Find sum $u_0 u_1 + u_1u_2+...+u_{n-2}u_{n-1} $

Question

I have $$ u_k = \cos\frac{2k\pi}{n} + i \sin\frac{2k\pi}{n}$$ And I should calculate: $$ u_0 u_1 + u_1u_2+...+u_{n-2}u_{n-1}+u_{n-1}u_0 $$ But I have stucked:
Firstly I calculate $$u_0 u_1 + u_1u_2+...+u_{n-2}u_{n-1} $$ and put $$ \alpha_k = u_k \cdot u_{k+1} = ... = e^{\frac{i\pi(2k+1)}{n}} $$ and sum $$ \alpha_0 + ... + \alpha_{n-2} = ... = e^{\frac{i\pi}{n}} \cdot \frac{1-e^{\frac{2(n-1)i\pi}{n}}}{1-e^{\frac{2i\pi}{n}}}$$ and I don't know how ti finish that.
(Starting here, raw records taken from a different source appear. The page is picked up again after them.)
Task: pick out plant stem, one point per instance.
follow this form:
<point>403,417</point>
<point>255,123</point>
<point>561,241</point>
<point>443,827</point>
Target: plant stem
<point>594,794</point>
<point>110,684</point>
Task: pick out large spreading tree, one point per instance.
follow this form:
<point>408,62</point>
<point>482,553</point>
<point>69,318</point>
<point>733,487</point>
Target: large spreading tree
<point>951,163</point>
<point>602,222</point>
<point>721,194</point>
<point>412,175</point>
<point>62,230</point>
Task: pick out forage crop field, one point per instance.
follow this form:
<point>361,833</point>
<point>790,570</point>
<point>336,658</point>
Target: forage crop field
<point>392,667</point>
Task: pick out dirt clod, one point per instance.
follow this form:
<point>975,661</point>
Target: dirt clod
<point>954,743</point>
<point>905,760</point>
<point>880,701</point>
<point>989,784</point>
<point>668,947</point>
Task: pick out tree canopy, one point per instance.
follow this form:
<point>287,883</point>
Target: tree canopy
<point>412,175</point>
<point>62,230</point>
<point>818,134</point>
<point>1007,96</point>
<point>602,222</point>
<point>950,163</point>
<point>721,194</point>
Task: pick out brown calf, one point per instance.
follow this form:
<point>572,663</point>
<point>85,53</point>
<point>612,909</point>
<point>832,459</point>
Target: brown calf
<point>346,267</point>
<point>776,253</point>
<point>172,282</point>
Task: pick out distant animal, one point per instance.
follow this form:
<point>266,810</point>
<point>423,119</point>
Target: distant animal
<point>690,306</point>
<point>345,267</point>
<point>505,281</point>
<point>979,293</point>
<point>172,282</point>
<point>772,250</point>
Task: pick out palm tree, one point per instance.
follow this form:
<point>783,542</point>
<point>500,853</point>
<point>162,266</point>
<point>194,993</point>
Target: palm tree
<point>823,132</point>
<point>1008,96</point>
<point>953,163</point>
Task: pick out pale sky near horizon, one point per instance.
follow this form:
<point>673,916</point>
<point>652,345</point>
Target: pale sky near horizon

If it comes to $$u_{n-1}u_0 = e^{i\pi} = -1 $$

Answer 1

Note that $$\alpha_k = u_{k}\cdot u_{k+1} = e^{i\frac{2\pi}{n}(2k+1)} = e^{i\frac{2\pi}{n}}\cdot e^{i\frac{4\pi}{n}k}.$$ Therefore, $$\sum_{k=0}^{n-2}{\alpha_k} = e^{i\frac{2\pi}{n}}\sum_{k=0}^{n-2}{\left(e^{i\frac{4\pi}{n}}\right)^{k}} = e^{i\frac{2\pi}{n}} \frac{1-e^{i\frac{4\pi(n-1)}{n}}}{1-e^{i\frac{4\pi}{n}}} = e^{i\frac{2\pi}{n}}\frac{1-e^{-i\frac{4\pi}{n}}}{1-e^{i\frac{4\pi}{n}}} = \frac{e^{i2\pi/n}-e^{-i2\pi/n}}{e^{i2\pi/n}(e^{-i2\pi/n}-e^{i2\pi/n})}=-e^{-i\frac{2\pi}{n}}.$$

Answer 2

Hint: The points $u_k$, and therefore $\alpha_k$, are distributed completely evenly along the unit circle.

Answer 3

Here's a way without geometric sums.

Note that $u_{i+1} = u_i e^{2i\pi/n}$ where $u_n:=u_0=1$, thus $\sum_{k=0}^{n-1} u_iu_{i+1} = e^{2i\pi/n} \sum_{k=0}^{n-1} u_i^2$.

By Newton's identities $ \sum_{k=0}^{n-1} u_i^2 = \left(\sum_{k=0}^{n-1} u_i\right)^2- \sum_{i,j}u_iu_j$. Since the $u_i$ are the roots of $X^n-1$, $\sum_{k=0}^{n-1} u_i=0$ and $\sum_{i,j}u_iu_j = 0$, thus $\sum_{k=0}^{n-1} u_i^2=0$.